Haupt-Koopmann rechnet fest damit, dass sich der Trend der Vormonate fortsetzt und die Arbeitslosigkeit weiter abnimmt. Ende März waren im Nordosten 114 900 Menschen auf Jobsuche. Die Schwelle von 100 000 werde aller Voraussicht nach im Sommer unterschritten, sagte sie. Auch für den Handel sind laut Haupt-Koopmann positive Signale erkennbar. "Vor allem im Lebensmitteleinzelhandel gibt es offene Stellen", sagte sie. Haupt-Koopmann erwartet, dass bei gleichbleibend guter Wirtschaftsentwicklung künftig auch Menschen, die bislang als schwer vermittelbar gelten, bessere Chancen am Arbeitsmarkt haben werden.

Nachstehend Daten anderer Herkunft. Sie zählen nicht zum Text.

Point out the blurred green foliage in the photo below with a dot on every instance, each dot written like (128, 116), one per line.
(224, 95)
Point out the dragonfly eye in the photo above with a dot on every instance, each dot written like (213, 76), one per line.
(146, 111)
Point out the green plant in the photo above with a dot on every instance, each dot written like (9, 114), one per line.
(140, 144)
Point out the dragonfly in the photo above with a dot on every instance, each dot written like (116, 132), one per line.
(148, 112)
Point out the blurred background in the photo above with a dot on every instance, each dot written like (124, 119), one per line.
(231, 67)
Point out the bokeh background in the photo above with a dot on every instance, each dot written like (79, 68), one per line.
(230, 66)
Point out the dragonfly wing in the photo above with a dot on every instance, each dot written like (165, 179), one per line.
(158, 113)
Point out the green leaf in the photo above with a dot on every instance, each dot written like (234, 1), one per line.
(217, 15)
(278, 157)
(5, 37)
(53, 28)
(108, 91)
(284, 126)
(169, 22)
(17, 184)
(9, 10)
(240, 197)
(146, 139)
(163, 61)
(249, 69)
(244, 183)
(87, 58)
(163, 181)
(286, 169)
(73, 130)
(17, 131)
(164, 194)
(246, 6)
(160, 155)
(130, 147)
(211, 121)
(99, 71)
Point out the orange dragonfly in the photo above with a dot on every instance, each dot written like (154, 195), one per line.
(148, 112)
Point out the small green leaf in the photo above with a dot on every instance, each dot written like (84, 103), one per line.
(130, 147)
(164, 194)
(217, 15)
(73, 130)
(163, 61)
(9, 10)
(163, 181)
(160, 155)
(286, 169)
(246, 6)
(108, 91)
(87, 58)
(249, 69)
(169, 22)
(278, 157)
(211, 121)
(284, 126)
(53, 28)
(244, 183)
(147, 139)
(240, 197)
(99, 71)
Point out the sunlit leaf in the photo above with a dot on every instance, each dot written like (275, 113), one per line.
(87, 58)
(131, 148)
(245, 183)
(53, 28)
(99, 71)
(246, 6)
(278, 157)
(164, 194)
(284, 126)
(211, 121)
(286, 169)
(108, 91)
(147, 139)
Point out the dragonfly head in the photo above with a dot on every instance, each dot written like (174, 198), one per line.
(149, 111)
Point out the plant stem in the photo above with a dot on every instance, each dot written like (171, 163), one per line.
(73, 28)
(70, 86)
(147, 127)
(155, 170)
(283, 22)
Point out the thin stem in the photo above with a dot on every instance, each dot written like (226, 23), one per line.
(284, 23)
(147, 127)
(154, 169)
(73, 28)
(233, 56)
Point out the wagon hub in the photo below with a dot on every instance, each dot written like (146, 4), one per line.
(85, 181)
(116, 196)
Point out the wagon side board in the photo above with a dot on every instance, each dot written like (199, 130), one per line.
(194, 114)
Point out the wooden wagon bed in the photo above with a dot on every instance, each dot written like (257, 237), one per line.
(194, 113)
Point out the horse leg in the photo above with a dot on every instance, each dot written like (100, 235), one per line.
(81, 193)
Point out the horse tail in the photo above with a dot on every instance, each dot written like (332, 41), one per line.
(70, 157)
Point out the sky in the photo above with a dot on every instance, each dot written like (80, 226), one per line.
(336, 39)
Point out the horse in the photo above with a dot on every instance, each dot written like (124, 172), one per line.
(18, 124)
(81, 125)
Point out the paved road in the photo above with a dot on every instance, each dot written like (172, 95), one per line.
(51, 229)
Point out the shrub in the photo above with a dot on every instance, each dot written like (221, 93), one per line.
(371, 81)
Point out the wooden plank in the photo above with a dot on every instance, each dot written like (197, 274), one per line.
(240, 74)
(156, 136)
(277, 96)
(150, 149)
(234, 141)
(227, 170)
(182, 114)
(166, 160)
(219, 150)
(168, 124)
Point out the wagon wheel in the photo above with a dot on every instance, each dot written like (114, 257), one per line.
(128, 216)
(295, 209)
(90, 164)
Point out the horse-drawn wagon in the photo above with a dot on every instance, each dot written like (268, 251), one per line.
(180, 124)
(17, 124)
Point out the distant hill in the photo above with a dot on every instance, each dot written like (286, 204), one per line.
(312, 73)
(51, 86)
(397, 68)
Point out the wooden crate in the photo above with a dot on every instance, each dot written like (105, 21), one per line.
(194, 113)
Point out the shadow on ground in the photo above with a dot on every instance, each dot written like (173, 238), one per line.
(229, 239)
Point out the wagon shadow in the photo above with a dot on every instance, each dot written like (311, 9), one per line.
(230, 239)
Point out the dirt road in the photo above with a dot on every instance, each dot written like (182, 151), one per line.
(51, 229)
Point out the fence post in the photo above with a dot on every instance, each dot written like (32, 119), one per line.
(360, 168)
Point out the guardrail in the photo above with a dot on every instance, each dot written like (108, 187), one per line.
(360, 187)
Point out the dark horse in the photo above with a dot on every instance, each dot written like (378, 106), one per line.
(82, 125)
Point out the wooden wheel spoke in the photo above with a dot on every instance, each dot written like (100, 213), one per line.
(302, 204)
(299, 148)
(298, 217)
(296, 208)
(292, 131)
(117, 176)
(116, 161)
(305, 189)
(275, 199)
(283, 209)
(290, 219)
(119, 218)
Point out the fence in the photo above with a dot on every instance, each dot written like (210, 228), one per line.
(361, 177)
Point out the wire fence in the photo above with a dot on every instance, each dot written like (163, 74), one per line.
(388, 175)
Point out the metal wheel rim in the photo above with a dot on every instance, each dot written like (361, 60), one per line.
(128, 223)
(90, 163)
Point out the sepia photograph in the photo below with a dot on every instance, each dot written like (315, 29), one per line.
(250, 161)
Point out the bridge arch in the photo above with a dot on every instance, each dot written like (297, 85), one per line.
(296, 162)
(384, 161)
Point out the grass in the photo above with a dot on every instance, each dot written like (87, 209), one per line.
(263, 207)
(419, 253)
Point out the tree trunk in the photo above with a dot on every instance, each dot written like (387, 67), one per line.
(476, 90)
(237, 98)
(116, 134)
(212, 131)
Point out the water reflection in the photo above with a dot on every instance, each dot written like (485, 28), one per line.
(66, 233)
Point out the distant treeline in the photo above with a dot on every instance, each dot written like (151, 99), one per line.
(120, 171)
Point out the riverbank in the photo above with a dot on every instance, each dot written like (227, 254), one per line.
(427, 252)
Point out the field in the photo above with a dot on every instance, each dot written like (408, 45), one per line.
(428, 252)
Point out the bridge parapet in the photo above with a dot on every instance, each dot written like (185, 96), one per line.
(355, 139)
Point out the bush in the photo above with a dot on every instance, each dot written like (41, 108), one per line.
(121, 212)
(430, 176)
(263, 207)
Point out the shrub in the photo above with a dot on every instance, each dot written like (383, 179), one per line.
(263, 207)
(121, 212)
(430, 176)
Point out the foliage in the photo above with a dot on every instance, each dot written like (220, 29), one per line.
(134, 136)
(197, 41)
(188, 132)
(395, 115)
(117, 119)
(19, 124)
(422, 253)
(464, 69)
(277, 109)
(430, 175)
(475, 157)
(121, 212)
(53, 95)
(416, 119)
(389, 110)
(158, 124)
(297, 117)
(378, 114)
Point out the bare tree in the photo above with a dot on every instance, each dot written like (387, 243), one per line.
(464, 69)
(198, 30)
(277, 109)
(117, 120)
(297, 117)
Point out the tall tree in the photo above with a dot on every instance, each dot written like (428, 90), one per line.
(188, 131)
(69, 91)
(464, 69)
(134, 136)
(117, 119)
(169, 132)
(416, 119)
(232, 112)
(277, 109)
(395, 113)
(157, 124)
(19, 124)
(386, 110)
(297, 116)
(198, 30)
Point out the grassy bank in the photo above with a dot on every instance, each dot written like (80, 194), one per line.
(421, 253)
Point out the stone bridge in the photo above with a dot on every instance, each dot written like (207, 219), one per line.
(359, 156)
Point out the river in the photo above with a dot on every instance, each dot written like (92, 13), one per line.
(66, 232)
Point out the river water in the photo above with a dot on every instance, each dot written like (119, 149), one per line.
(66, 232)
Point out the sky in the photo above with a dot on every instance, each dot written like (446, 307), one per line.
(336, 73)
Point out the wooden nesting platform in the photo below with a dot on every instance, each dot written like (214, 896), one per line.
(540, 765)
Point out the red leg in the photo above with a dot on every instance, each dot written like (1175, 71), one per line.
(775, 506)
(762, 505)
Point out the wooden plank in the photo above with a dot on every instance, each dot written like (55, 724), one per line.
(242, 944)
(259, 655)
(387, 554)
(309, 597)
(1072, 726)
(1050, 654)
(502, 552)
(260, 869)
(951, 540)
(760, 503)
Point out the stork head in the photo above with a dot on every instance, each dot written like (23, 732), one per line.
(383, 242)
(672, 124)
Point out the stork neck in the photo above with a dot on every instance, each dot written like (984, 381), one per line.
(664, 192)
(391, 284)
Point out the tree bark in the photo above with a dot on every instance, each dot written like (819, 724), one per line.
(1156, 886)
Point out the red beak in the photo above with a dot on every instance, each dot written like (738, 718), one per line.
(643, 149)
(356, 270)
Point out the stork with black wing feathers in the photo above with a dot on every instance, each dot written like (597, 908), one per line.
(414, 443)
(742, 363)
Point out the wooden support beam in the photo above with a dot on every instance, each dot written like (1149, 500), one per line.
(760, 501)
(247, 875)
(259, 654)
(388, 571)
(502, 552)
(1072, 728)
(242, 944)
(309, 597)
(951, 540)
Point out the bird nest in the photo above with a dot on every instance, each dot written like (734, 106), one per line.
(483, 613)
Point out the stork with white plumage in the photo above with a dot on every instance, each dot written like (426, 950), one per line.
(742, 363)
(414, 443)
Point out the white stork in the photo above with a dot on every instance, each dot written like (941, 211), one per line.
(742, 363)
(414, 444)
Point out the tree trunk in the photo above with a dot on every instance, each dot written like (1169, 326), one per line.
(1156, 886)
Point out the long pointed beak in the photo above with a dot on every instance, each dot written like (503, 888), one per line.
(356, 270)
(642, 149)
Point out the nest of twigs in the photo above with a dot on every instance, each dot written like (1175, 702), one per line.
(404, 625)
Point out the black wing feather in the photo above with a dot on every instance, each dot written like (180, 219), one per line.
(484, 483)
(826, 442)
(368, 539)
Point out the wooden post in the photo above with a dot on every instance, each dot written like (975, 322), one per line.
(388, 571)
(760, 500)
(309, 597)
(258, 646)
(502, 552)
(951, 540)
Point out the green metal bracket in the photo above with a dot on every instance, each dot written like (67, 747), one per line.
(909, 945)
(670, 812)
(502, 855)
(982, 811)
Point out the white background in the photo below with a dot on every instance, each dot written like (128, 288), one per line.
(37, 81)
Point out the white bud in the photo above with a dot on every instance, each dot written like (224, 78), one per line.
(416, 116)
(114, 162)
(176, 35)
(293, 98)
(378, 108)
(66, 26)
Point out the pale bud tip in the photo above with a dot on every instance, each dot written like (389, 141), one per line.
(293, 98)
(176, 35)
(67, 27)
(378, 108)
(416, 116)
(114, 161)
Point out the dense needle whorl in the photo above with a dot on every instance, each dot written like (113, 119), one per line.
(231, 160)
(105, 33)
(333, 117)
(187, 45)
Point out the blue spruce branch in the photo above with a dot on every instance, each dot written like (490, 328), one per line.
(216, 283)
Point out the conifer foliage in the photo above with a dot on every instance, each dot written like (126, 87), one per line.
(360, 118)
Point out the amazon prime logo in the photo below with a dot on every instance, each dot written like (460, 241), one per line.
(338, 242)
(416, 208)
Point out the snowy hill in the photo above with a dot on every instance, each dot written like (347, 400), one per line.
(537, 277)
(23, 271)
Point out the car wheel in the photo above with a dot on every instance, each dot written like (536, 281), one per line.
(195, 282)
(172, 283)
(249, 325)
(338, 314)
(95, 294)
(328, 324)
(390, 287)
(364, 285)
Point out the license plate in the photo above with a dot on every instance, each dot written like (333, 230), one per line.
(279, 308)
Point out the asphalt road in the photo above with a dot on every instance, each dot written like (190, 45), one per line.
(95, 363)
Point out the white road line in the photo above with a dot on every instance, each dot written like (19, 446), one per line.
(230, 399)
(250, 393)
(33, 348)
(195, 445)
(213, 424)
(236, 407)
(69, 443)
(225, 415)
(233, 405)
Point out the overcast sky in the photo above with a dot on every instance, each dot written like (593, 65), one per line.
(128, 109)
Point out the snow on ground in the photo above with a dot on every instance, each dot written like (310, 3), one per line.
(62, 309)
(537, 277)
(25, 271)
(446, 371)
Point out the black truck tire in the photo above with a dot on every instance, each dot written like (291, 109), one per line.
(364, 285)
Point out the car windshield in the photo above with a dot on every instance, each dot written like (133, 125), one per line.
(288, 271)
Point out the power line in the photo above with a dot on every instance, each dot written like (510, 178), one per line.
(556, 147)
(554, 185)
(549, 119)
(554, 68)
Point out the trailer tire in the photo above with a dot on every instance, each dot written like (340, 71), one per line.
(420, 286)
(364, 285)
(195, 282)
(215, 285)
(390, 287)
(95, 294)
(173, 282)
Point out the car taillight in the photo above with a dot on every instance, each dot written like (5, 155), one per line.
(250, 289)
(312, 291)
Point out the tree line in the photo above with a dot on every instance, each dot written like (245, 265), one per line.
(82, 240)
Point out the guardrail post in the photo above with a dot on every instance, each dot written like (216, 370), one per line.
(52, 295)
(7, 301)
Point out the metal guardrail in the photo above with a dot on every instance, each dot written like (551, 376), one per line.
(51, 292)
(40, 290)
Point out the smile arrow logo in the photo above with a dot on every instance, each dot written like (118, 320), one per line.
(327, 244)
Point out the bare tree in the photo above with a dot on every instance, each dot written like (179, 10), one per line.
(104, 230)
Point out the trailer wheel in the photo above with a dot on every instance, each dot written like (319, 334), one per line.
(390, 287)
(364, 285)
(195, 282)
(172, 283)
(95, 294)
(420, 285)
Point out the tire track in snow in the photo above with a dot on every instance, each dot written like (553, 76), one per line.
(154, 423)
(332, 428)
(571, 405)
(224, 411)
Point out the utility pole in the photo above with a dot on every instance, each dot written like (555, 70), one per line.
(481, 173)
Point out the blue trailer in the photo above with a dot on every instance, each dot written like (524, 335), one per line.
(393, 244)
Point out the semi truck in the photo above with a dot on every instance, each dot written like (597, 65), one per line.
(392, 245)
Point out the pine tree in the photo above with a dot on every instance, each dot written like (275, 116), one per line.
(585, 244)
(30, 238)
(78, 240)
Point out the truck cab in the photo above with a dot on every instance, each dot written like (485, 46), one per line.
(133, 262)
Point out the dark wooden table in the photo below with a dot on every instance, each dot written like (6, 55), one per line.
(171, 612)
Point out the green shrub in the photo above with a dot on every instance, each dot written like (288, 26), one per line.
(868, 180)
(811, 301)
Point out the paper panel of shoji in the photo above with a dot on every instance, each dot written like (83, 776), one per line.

"Die Arbeitgeber erkennen nun doch, dass sie nicht nur unter "Olympioniken" auswählen können, sondern mit dem Potenzial an Arbeitskräften auskommen müssen, das da ist. Für die Unternehmer bedeutet das höhere Kompromissbereitschaft, für uns als Arbeitsagentur noch mehr Anstrengungen im Bereich der beruflichen Qualifikation. Bei geringerem Budget werden wir dort klar den Schwerpunkt setzen", unterstrich die Chefin der Arbeitsagentur Nord.

Sie schloss zudem nicht aus, dass die ständig steigenden Spritkosten direkte Auswirkungen auf den Arbeitsmarkt haben werden. "Viele Arbeitnehmer pendeln täglich große Strecken zu ihren Firmen. Vor allem in ländlichen Regionen sind sie dabei aufs Auto angewiesen. Da das mitunter gleich mehrere Familienangehörige betrifft und oft zwei oder drei Autos im Einsatz sind, muss neu gerechnet werden, ob der Mehrverdienst in der Ferne durch die hohen Kraftstoffkosten nicht vielleicht aufgefressen wird", erläuterte die Agenturchefin.

Indes können Beschäftigte in MV in den kommenden Jahren auch mit einer besseren Bezahlung rechnen. Wegen des demografisch bedingten Fachkräftemangels werde sich eine Tarifkultur durchsetzen, die dem Wert der Arbeit auf dem Lohnzettel Rechnung trage, sagte DGB-Nord-Vize Ingo Schlüter gestern auf der Mai-Kundgebung des DGB in Schwerin. Im Nordosten sind viele Unternehmen nicht in den Arbeitgeberverbänden organisiert und damit nicht tarifgebunden. Er erwarte ein Comeback der Tarifverträge in MV. Schlüter begrüßte den angestrebten Mindestlohn von 8,50 Euro pro Stunde, der künftig bei der Vergabe von Landesaufträgen gelten soll. "Das wird auch der privaten Wirtschaft eine Orientierung geben: Wer qualifizierte Arbeitnehmer und Auszubildende für sein Unternehmen sucht, der muss faire Löhne zahlen", zeigte sich der Gewerkschafter überzeugt.